As instalações da companhia italiana estão localizadas a cerca de 85 km da costa, a uma profundidade de cerca de 200 metros, e a 16 km ao sul do campo de Bahr Essalam, que já está em operação. Em nota, a Eni informou que o gás está fluindo a uma pressão e velocidade que tornam a extração conveniente e rentável.

“Foram encontrados níveis mineralizados em ambos os poços da Formação Metlaoui, conhecida por ser a principal formação produtora da área. Os dados de perfuração indicam um reservatório de excelente qualidade, com produtividade confirmada por testes de produção”, comunicou a empresa.
De acordo com as avaliações volumétricas iniciais, as instalações contêm mais de 28 bilhões de metros cúbicos de gás. Para se ter uma ideia da quantidade, estima-se que os campos terrestres e marítimos na Itália abriguem aproximadamente 40 bilhões de metros cúbicos de gás. Os dois campos representam 70% do total das reservas do país europeu.
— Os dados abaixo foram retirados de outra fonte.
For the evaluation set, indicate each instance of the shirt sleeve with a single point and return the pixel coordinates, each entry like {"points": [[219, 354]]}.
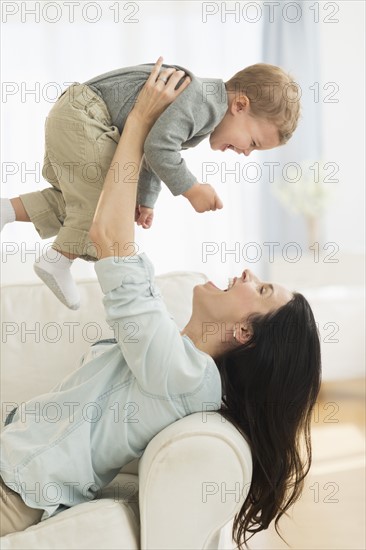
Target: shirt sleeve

Transporte do gás não deve ser problema
No que diz respeito ao transporte e a logística, os novos depósitos não devem apresentar problemas para a estatal italiana. Segundo a Eni, a “proximidade às instalações existentes do campo de Bahr Essalam, o maior campo de gás offshore da Líbia em produção desde 2005, permitirá um desenvolvimento rápido graças à ligação às instalações já existentes”.
Ainda conforme a petrolífera, o gás será destinado “tanto ao mercado interno líbio como à exportação” para a península italiana. Os campos localizam-se a cerca de 200 km a sul de Lampedusa e o gás será transportado para Itália através do gasoduto GreenStream.